Das filhas da Ana Paula Arósio na novela Ciranda de Pedra, a mais doce certamente é aquela que também é filha do Marcelo Antony. Parece haver consenso sobre isso. E olhem que a concorrência ali é dura: a novela é absolutamente adocicada. E é minha novela favorita hoje.
Mas não há consenso sobre o que significa para uma pessoa ser doce.
No post anterior disse que a Gabrielle Anwar é, nos dois filmes que ali listei (Perfume de Mulher e Mergulho na Paixão), tão doce que deveria ser proibida para diabéticos. As outras atrizes que ali menciono (Meg Ryan, Claire Forlani, Rachel Adams) são todas incrivelmente doces nos seus papéis naqueles filmes.
Mas no que consiste a sua doçura? Difícil de dizer. Mas a doçura é quase impossível de não reconhecer.
Já fui chamado de duro, seco, insensível, até desumano. Mas sei que consigo, de vez em quando, ser doce. No entanto, confesso que não consigo direito identificar o locus da minha doçuram quando consigo ser doce. Estaria no olhar? No sorriso? No jeito de tratar? Nas frases ditas? Na leveza e delicadeza do toque? Num mix de tudo isso?

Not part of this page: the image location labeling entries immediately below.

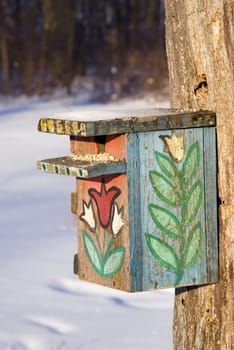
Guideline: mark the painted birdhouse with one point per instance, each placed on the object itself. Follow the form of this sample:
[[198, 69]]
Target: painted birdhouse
[[145, 199]]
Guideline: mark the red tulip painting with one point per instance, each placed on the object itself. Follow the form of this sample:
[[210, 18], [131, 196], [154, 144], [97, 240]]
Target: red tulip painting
[[103, 255]]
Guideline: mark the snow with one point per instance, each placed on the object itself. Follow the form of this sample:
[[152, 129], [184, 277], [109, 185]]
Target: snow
[[43, 306]]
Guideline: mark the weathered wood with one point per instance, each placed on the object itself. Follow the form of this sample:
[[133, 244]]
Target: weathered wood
[[126, 122], [200, 50], [134, 203], [70, 167]]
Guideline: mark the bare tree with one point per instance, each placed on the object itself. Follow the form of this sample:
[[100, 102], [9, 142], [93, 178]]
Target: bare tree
[[200, 50]]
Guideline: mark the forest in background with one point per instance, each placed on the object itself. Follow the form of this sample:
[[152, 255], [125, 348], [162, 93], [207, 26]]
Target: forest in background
[[117, 44]]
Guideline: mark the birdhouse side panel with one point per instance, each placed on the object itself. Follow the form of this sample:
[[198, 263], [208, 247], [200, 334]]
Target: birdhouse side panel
[[173, 202]]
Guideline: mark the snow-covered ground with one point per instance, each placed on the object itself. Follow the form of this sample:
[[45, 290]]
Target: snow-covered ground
[[43, 306]]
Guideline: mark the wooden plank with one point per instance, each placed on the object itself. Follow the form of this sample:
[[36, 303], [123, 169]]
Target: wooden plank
[[70, 167], [211, 205], [135, 215], [126, 122]]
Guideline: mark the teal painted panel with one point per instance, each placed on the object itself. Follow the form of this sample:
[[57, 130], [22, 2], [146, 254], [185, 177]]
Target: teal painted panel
[[119, 122], [173, 209], [134, 212], [70, 167]]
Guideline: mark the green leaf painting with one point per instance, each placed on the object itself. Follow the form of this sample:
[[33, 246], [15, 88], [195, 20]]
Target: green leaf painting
[[100, 246], [165, 189], [92, 253], [107, 263], [113, 262], [177, 245]]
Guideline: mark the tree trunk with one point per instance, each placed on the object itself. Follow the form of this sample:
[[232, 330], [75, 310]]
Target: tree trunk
[[200, 50]]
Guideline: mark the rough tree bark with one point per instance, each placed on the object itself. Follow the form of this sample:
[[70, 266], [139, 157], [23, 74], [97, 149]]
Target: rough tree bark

Em A Insustentável Leveza do Ser, filme baseado no livro de Milan Kundera, Juliette Binoche, linda como sempre, consegue ser doce. Também é doce em Chocolate (como não poderia ser, num filme com esse nome?) — mas a doçura é diferente. A primeira é uma doçura sensual, como a doçura erotizante do doce de leite, ou do leite condensado, ou do licor Grand Manier ou Cointreau. A a outra é uma doçura mais leve, quase como a doçura de um adoçante — ou o doce extremamente leve de uma água aromatizada ou do refrigerante H20. A gente sente a diferença, mas tem dificuldade de definir no que exatamente ela consiste.
Em Zen e a Manutenção da Motocicleta Robert Pirsig pergunta, através do personagem principal, o que é qualidade no pensamento e na sua expressão. No fundo, ele sabe e reconhece. Mas, como o resto de nós, tem dificuldade de definir. Como é que um professor de redação sabe que um trabalho merece 8,5 e o outro 8,75?
É difícil dar notas numéricas a coisas como a qualidade de um pensamento ou de sua expressão, a doçura de alguém, ou a intensidade ou profundidade de um sentimento, como a amizade ou o amor.
Mas, no fundo, a gente sabe, reconhece e consegue comparar.